Petit est l’auteur de nombreuses notes sur les bolides dans les Comptes-rendus Hebdomadaires de l’Académie des Sciences (CRAS). Il s’est évertué à reconstituer l’orbite de ces corps en compilant les témoignages de leurs observations. Il a émit l’hypothèse que plusieurs de ces bolides, dont il a pu (ou cru) déterminer l’orbite, pouvaient être des satellites terrestres :

  • celui du 5 janvier 1837, avec une orbite cependant peu plausible (1851, CRAS,32, 488) ;

  • celui du 21 mars 1846, avec une période de 2h 45min (1846, CRAS,23, 704) ;

  • celui du 23 juillet 1846, avec une période de 3h 24min (1847, CRAS,25, 259).

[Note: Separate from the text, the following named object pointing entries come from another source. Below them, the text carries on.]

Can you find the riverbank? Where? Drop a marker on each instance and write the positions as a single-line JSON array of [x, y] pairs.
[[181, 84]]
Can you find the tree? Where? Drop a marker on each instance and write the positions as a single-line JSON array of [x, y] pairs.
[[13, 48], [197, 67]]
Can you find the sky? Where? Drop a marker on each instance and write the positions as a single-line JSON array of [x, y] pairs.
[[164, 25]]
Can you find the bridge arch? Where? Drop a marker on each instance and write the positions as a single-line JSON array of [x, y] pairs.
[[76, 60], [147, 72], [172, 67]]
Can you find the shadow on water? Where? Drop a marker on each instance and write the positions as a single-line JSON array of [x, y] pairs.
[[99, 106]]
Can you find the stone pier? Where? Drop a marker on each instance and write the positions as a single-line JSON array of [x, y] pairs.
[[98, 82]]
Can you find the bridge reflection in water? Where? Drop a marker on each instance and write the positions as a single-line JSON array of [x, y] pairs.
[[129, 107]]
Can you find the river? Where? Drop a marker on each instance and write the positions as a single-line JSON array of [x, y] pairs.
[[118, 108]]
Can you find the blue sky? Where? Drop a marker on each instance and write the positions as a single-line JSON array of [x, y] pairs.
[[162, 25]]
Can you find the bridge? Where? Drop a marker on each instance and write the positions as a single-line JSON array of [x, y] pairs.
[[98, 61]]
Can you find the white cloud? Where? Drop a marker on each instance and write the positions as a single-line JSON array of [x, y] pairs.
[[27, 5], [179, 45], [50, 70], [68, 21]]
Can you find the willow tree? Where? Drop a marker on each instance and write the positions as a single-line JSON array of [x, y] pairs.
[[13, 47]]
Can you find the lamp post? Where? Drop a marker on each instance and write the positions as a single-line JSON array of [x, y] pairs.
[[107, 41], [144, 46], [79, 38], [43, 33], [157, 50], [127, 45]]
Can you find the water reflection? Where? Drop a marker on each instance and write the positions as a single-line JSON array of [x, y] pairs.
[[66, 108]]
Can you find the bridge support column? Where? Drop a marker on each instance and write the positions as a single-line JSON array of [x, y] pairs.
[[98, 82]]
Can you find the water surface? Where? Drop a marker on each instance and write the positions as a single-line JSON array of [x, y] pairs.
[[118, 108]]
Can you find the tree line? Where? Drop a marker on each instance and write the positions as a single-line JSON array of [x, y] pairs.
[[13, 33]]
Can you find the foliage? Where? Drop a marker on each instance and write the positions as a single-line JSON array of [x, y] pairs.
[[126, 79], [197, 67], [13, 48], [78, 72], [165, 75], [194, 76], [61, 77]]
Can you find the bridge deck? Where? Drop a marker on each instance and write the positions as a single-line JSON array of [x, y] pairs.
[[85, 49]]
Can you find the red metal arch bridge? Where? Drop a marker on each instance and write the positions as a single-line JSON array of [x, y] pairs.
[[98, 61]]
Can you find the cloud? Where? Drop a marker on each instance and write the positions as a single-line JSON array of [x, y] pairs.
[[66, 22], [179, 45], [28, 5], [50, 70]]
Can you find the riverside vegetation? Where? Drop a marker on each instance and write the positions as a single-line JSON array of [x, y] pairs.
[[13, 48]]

Mais Le Verrier ne croyait pas du tout aux hypothèses de Petit, en raison de l’imprécision des orbites. Dans une communication à l’Académie des sciences (1851, CRAS,32, 561), il lui a sérieusement remonté les bretelles.

La période du bolide de Jules Verne est proche de celui du 23 juillet 1846, mais sa distance à la Terre ne correspond pas. Il est probable que Jules Verne ne lisait pas directement les officiels Comptes-rendus hebdomadaires de l’Académie des sciences, mais plutôt ce qui en apparaissait dans les journaux et les revues de vulgarisation, et qu’il en a repris une version incomplète, ou incorrecte, ou déformée.

Les valeurs publiées dans le roman – une période de 3h 20min et une distance à la surface terrestre de 8140 km – ne satisfont pas à la troisième loi de Kepler. (Dans les éditions en anglais, ces valeurs sont changées, mais restent incohérentes.)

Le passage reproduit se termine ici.